Campaigners have stepped up their battle to stop Aberdeen's new £120m bypass passing near a special needs community of adults and children.
The Camphill community focuses on all aspects of development
The Camphill Village Trust's Newton Dee community at Milltimber has been home to residents with learning difficulties for decades.
They want the western peripheral route to bypass them as well as the city.
Aberdeen City Council said it would be November before it recommends the bypass route to the Scottish Executive.
The Camphill organisation was founded in Aberdeen almost 70 years ago and has grown into an international movement dedicated to helping adults and children with special needs.
There are more than 90 Camphill communities in 21 countries, including 47 in the UK and Ireland.
Dr Stefan Geider, of the Save Camphill campaign, told BBC Radio's Good Morning Scotland programme: "We have very many children and adults who have autism, other very complex learning disabilities, epilepsy and other compounding illnesses.
"I am very concerned about the noise, the stress levels, the safety levels, the attraction traffic can impose on the children and the adults.
"The whole atmosphere of what we have built up here over so many years may actually be impossible for us to carry on."
Phyllis Jack, a long-term resident at Newton Dee, said: "This road if it comes, it would spoil the environment and take all our pleasure away from here.
"We don't know where we would go or anything like that, so I don't want it to come."

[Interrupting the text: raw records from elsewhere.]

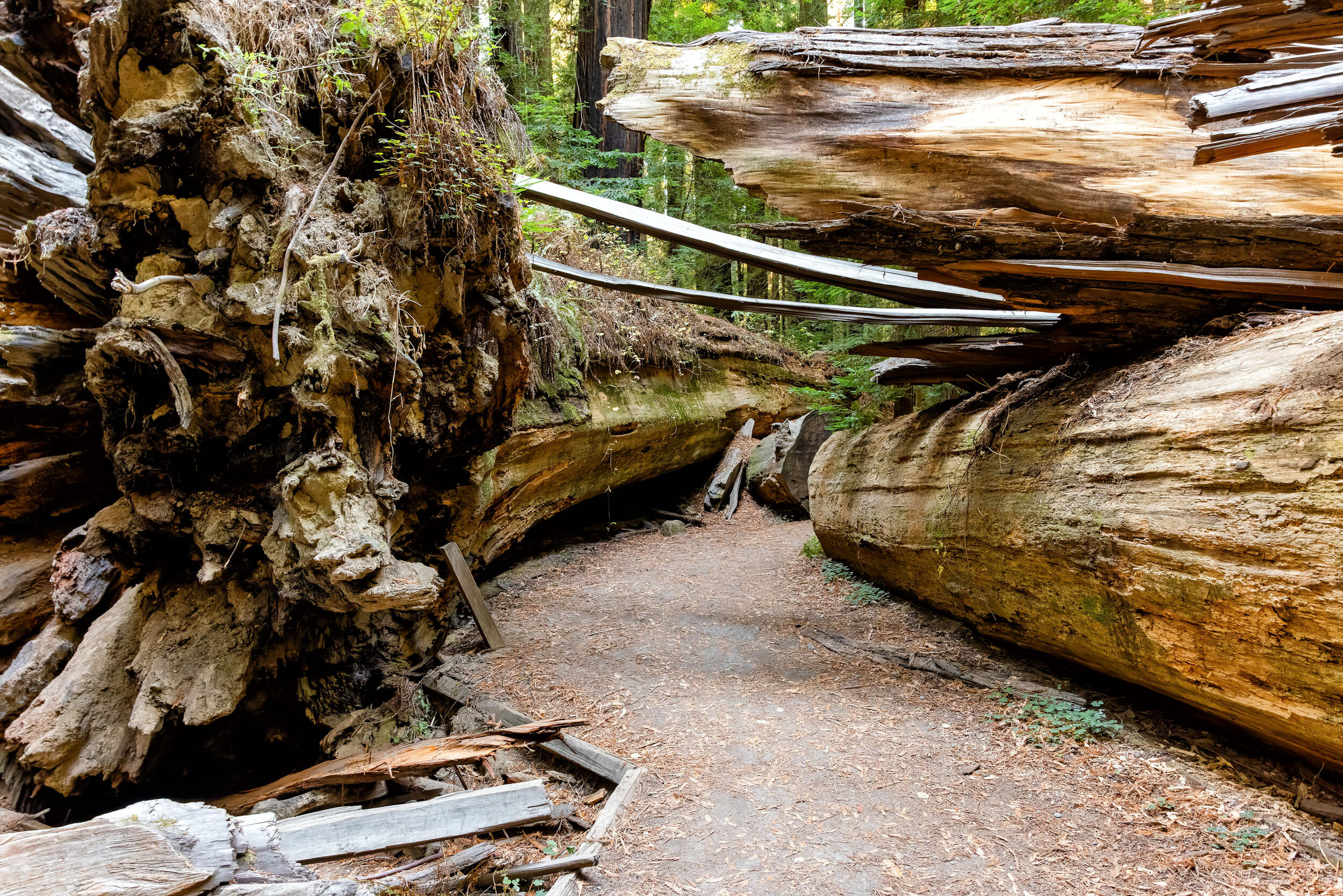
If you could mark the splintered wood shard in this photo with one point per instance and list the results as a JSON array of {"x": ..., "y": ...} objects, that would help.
[
  {"x": 895, "y": 285},
  {"x": 788, "y": 116},
  {"x": 812, "y": 310},
  {"x": 337, "y": 833},
  {"x": 401, "y": 761}
]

Campaigners also fear constant traffic noise could disrupt work done at the Camphill Rudolph Steiner school with children suffering from severe behavioural problems.

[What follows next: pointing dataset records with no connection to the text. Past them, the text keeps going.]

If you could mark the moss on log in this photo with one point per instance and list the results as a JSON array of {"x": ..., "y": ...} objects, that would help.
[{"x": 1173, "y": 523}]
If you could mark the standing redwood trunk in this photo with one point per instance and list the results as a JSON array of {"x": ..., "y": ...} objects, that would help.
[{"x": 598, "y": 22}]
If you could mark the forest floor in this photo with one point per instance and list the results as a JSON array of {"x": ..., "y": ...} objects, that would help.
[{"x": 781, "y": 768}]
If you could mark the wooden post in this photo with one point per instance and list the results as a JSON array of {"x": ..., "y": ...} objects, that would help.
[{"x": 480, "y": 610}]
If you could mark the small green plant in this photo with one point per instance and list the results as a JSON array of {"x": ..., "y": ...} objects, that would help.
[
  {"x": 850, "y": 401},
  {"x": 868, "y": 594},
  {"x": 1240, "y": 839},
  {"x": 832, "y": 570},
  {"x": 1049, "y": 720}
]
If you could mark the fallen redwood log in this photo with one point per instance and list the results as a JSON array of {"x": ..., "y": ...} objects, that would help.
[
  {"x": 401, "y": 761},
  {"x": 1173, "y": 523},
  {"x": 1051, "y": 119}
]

House co-ordinator Gorete Silva-Mendes said: "I think the behaviour would become aggressive behaviour, challenging behaviour, self-mutilation."
She added: "I think the safety that we've got at the moment around us, that would be taken away."
Lorraine Kelly has given her support to the campaign
But Geoff Runcie, the chief executive of Aberdeen and Grampian Chamber of Commerce, said a city bypass was badly needed.
Mr Runcie said: "It's important that we have an excellent trunk road running all the way from the central belt, when you come into Aberdeen you're onto essentially B and C roads in some cases and significant levels of congestion."
But opposition is growing to the route near Camphill, with celebrity backing for the campaign coming from television personalities Lorraine Kelly and Jeremy Paxman.
Dr Geider said he found it amazing that the transport minister, local MP Nicol Stephen, will be presented with more of an assessment of the roads impact on local wildlife than on local people.